洞窟へと戻った俺たちは焼いた肉を頬張っていた。これも魔法のおかげである。なんでも魔法でできてしまうのは便利だがそれ故に発達していない文化などもあるのではないかなという疑問が湧く。しかし、どう聞けばいいのか。


そもそも異世界の人と普通に会話できているこの状況は普通じゃない。これも何か原因でもあるのか。などと考えがまとまらない。


「どうしたの?手が止まってるわよ」


王女がのぞき込んでくる。俺は一先ずこの件は後回しにすることにした。王女がどこまで一般常識を持っているかわからないのと街へ行けばある程度はわかるからだ。疑問を持てば持つほどこの森から出るという選択肢しかなくなる。


「いや、ちょっとこの世界の常識について考えててな。でも今はこれからの方針を決めるほうが大事だから後回しだ」


そう言って、王女の気を逸らす。確かに今一番大事なのはこれからこの森で生きていくのか、もしくは森を出るのか早めに決めることだ。この森で生きていくことは2人いればしばらくの間はそれほど苦労はしない。まだ森の近くに追手がいる可能性もあるのですぐに出るのはリスクがある。追手のリスクと好奇心を天秤にかける。結論が出ないので王女に決めてもらうことにした。


「そうね、貴方の言う通り今すぐに森を出るのはリスクがあるわ。この森にいればある意味では一番安全というのは悲しいことですが事実です。敵がどこまで根付いているかわかりませんからね。行く先々の村が安全とは限りません。

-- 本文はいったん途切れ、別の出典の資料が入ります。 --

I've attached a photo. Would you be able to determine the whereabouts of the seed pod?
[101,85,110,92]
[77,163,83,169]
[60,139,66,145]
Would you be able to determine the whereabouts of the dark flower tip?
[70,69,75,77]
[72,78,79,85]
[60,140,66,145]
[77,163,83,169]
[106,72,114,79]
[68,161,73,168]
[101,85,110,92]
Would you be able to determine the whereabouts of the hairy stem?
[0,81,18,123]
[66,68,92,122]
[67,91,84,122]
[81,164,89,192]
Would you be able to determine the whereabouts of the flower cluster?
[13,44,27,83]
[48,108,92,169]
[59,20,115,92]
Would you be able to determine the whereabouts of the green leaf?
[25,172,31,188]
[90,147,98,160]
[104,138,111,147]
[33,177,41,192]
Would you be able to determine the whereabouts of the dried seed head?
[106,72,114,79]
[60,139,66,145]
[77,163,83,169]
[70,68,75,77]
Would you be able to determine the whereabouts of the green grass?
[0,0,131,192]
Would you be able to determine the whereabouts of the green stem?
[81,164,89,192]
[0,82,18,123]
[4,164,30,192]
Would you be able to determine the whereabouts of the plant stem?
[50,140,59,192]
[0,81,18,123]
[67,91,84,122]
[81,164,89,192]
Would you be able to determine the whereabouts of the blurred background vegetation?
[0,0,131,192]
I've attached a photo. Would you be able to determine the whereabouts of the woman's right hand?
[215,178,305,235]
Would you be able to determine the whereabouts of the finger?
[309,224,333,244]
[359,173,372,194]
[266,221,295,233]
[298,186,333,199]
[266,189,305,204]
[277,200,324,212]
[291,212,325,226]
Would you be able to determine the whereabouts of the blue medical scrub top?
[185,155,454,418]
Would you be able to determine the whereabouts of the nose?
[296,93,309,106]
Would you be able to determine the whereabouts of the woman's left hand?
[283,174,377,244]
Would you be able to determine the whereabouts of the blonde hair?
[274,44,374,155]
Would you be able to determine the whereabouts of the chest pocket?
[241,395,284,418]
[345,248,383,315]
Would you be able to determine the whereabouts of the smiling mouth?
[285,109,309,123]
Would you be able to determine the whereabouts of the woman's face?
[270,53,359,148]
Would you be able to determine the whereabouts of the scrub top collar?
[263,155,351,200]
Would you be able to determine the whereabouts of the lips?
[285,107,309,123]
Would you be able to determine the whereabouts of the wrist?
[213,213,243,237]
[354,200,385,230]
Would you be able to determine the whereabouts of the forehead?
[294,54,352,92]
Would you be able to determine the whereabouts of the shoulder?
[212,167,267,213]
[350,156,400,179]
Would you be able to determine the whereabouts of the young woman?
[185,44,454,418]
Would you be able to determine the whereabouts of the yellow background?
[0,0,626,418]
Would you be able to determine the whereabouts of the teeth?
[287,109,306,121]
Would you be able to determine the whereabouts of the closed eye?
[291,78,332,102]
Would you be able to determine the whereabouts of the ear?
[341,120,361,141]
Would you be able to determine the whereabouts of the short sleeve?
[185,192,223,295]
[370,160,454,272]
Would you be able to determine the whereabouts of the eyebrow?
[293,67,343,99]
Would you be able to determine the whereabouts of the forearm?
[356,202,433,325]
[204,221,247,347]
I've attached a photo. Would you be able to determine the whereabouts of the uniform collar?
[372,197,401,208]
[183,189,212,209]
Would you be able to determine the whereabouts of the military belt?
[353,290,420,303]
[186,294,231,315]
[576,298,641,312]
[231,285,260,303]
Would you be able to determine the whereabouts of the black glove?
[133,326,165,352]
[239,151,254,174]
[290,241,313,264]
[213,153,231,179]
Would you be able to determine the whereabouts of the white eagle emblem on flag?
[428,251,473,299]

一番いいのは王都へ行き、他の人にばれない様に父上のところまで行くことですが・・・」


「そうだな、王女ってことがばれるとまずいんだよな?俺はこの世界の人には顔が知られていないからどうにでもなるとして王女が仮面とか被ればいいんじゃないのか?」


俺の提案に対して王女は考え出す。


(仮面をつければ確かに街中を歩くくらいなら何とかなるが関所を通るときや衛兵に正体を明かすよう言われた時が面倒だ。それなら私を隠したほうが・・、そういえば私自身を収納魔法にかけることってできるのかしら)


「ちょっと思いついたことがあるの、今までやったことがないことだからうまく行くかわからないの。貴方意外と頭は回りそうだから一緒に考えて」


そう言って王女は急に収納魔法についての説明を始めた。全部はわからなくても原理的なことを理解して意見すればいいらしい。

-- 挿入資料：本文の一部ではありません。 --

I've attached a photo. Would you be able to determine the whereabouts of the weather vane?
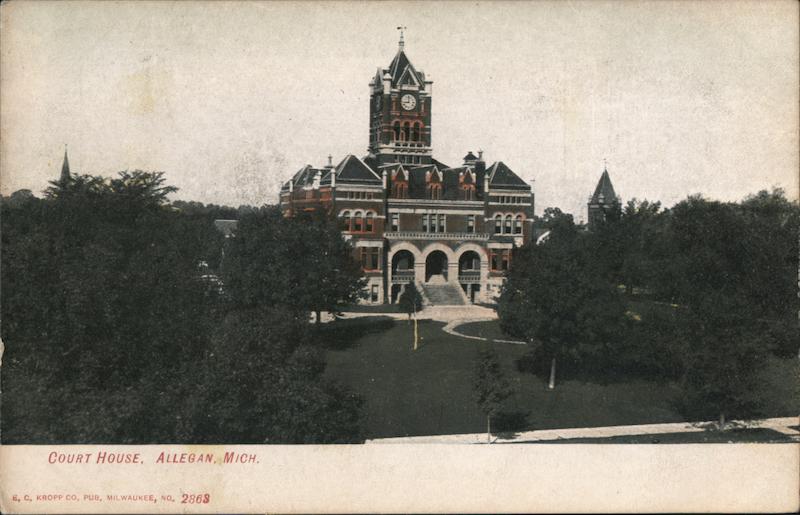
[397,27,408,48]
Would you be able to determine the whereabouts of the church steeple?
[588,165,621,228]
[59,145,70,184]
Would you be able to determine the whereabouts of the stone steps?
[420,281,466,306]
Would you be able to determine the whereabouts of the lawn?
[326,317,800,441]
[326,319,682,438]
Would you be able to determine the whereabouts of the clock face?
[400,94,417,111]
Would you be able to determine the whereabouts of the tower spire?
[397,26,408,50]
[60,143,70,184]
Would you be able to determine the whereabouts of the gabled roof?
[336,154,383,184]
[388,48,425,88]
[590,170,619,204]
[292,165,314,186]
[431,159,450,170]
[486,161,531,190]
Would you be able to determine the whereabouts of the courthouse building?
[280,35,534,305]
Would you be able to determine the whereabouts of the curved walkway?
[442,316,527,345]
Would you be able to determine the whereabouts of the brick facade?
[280,41,534,304]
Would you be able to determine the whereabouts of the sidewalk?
[365,417,800,444]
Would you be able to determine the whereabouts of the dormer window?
[461,184,475,200]
[428,183,442,200]
[392,182,408,198]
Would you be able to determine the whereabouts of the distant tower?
[589,167,621,229]
[369,27,433,165]
[59,145,69,184]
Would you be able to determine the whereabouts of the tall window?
[428,183,442,200]
[489,249,511,272]
[361,247,380,270]
[461,184,475,200]
[394,182,408,198]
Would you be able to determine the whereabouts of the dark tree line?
[499,190,800,425]
[0,171,361,444]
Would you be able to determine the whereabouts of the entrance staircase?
[419,275,468,306]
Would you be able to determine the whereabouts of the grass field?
[326,317,800,438]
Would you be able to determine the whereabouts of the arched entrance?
[458,250,481,275]
[425,250,447,282]
[392,250,414,278]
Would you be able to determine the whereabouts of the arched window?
[461,184,475,200]
[353,211,364,232]
[514,215,522,234]
[428,183,442,200]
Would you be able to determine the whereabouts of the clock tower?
[369,28,433,165]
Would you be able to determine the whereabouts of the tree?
[591,199,664,295]
[473,347,512,443]
[222,207,366,321]
[397,282,422,350]
[0,171,222,443]
[0,171,362,444]
[497,225,625,389]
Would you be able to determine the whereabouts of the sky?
[0,0,800,220]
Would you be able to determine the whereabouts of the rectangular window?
[489,249,511,272]
[369,247,381,270]
[360,247,380,270]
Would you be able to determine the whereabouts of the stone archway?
[425,250,447,282]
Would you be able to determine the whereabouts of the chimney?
[383,72,392,95]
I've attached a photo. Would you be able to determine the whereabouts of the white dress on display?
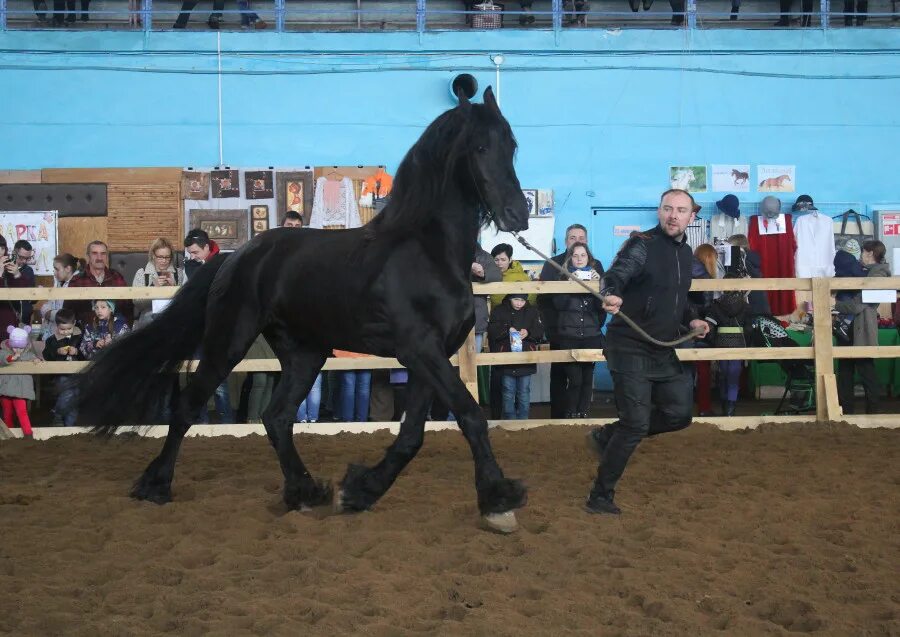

王女によると収納魔法は術者が魔法によって作った異空間に対して魔力を使って一時的に干渉できるようにすることで間接的にものを収納しているらしい。ここで大事なのは術者の位置に関係なく、魔力を流し込むことで同じ空間に干渉できるということである。

逆に異空間内にいた場合でも何らかの方法でこちらの空間との接続場所を変えることができれば術者は異空間に居ながら移動ができる可能性があるということを言いたいらしいとなんとなくだが理解できた。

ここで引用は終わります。